Being in the “media generation” we are at the receiving end of both its advantages and disadvantages. While you have the world at your fingertips on your smartphone, the same smartphones turn addicting with time. Soon, you start picking up your smartphones for no reason at all; putting your mental health and digital well-being at risk. Your screen time not only affects your valuable work time but also your eyes and brain. It is time to take steps to reduce screen time for the sake of no one, but you.
Studies claim that an individual should have 2-3 hours of screen time per day. But surely many people have gone way ahead of that with their screen time. Adults frequently engage and enjoy themselves on screens. They frequently have a larger risk of developing a screen addiction. They should minimize their screen time outside of work because of this. Anything more than two hours a day is deemed detrimental, therefore it must be less than that. You shouldn’t watch TV shows or movies on streaming services or spend more than two hours on social media after work.
Limit, Don’t Restrict
Now, once someone hears about this recommended screen time, their first instinct is “Done! From today, I won’t use my phone only”. Calm down Galileo! No need to go all Eureka. The key is to limit your phone usage and not entirely stop. Because that is not possible.
Your digital well-being means balancing your work and personal smartphone requirements and knowing when to stop. We live in a world where we can’t do without a smartphone. There are meetings to attend and files to fill. Payments to initiate and food to order.
Completely putting down your phone will only lead to FOMO and your mental health degrading even more from the extra stress.

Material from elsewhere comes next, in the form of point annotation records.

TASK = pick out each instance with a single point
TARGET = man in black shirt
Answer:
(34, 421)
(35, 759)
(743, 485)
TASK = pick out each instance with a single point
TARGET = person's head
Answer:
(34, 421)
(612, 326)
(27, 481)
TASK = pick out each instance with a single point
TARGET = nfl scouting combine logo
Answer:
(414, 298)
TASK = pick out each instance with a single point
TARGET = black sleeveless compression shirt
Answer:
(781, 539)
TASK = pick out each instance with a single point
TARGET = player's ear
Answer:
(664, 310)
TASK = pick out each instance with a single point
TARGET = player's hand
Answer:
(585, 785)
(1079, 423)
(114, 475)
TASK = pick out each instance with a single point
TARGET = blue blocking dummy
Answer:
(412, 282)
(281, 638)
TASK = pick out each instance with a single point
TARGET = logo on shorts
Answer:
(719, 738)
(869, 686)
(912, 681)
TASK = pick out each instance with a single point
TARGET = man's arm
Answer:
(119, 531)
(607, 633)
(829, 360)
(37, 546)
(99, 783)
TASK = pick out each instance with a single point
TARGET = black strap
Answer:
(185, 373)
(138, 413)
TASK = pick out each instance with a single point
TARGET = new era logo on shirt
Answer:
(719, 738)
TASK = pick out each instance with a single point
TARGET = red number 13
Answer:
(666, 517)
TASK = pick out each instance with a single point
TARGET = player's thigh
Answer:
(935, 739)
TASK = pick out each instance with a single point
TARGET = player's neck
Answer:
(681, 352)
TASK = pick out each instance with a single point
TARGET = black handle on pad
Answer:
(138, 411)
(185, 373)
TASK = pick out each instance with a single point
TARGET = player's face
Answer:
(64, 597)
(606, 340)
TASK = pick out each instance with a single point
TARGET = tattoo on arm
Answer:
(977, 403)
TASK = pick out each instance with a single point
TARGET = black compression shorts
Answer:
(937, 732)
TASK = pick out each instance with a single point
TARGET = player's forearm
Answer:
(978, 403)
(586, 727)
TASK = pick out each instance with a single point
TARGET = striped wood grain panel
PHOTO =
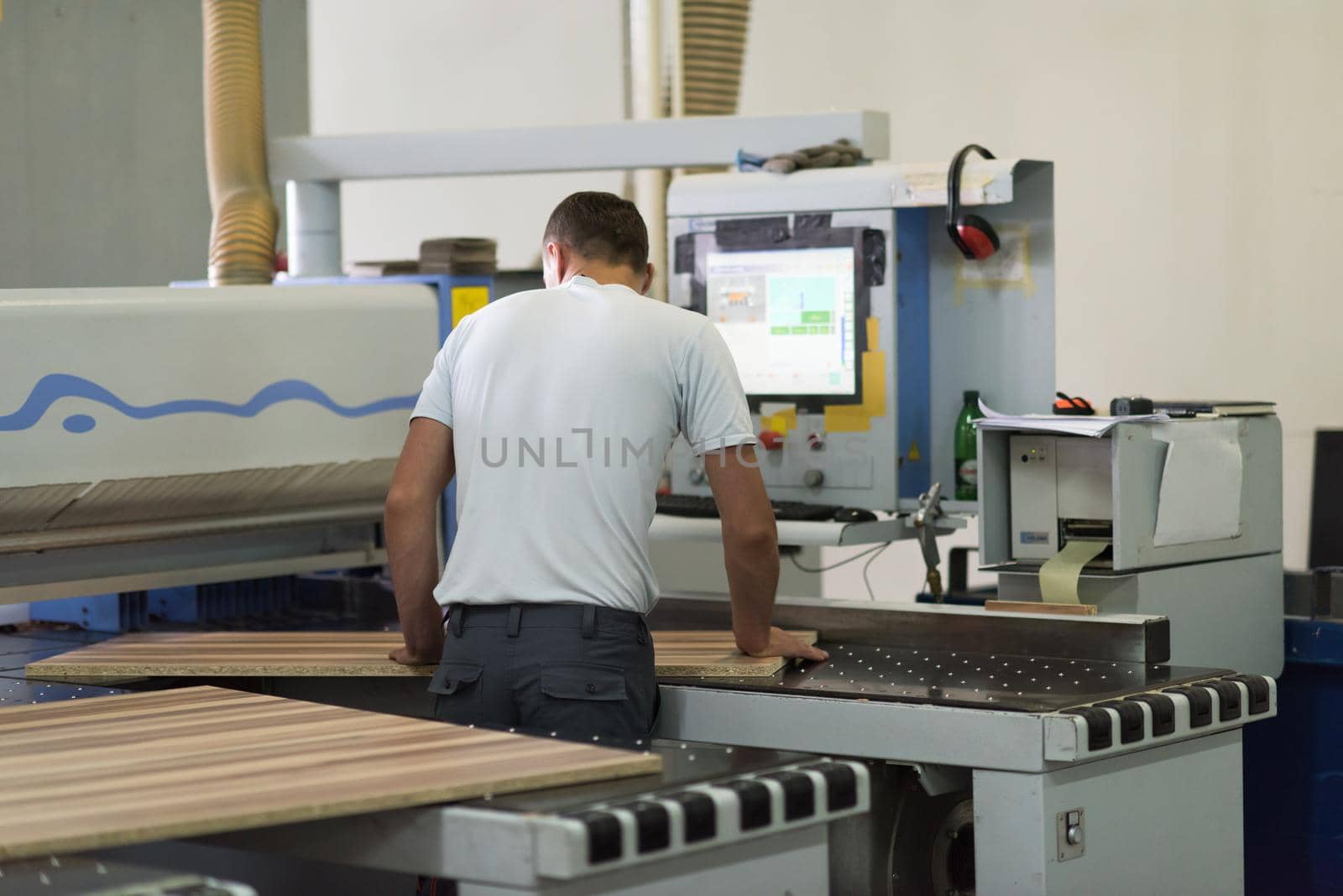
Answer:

The effects of adult use of electronic devices on health require further study. Even more so during the epidemic, adults spend a lot of time looking at screens. As individuals spent more time indoors, time spent on cellphones, TVs, laptops, and video gaming consoles climbed.
Reduce Screen Time With Ease
- Track your Screen Time
Set an initial target for how much time you typically spend in front of devices. Although some smartphones come with a built-in screen timer, you can also utilize monitoring apps to get a weekly and monthly reports on your screen usage.
Once you know your capabilities and tasks that require your phone, you will understand when and how to put your smartphone down.
- No Screens Before Bed
To give even more relief to your eyes and mind, it is a proven tip to reduce screen time. Not to use or look at a screen 1 hour before sleeping, and 1 hour after waking up.
Starting your day by scrolling through your phone clogs your mind, making you miss the opportunity of having a fresh morning. Being on your phone before going to bed just ends with you staying up longer.
Reduce screen time by monitoring your night and day phone usage.
- Take Break From Social Media
This can entail taking a break from all social media platforms or just one particular one. Consider the impact of the media you consume on yourself. On social media, people frequently share a polished version of their lives, which might cause you to have irrational expectations and worry about your situation. You may reset and reassess how you want to use social media by taking a vacation from it.
Social media contributes the most to screen time. It is also known to affect your mental health, along with your digital well-being. Limiting social media is one of the most important steps to reduce screen time.
- Don’t Eat While Watching A Screen
When we watch TV or play video games, we often eat more. Establish and adhere to different mealtimes to tackle this habit. Take the snacks out of the play area.
This is also two targets with one hit, as it eating in front of a screen also makes one over-eat. With the distraction caused by a screen, you don’t pay attention to what goes in your mouth.
- Leverage Technology
If you struggle to put your device down, use technology to assist you break your screen addiction at various points throughout the day.
Set alarms on your phone or calendar to serve as a reminder to take breaks. To lessen distractions, disable social media or communication platform notifications. In this manner, you can put your phone away until you are prepared and done with other tasks.
There won’t be an out-of-sight-out-of-mind situation about your digital well-being when you are constantly reminded to reduce screen time.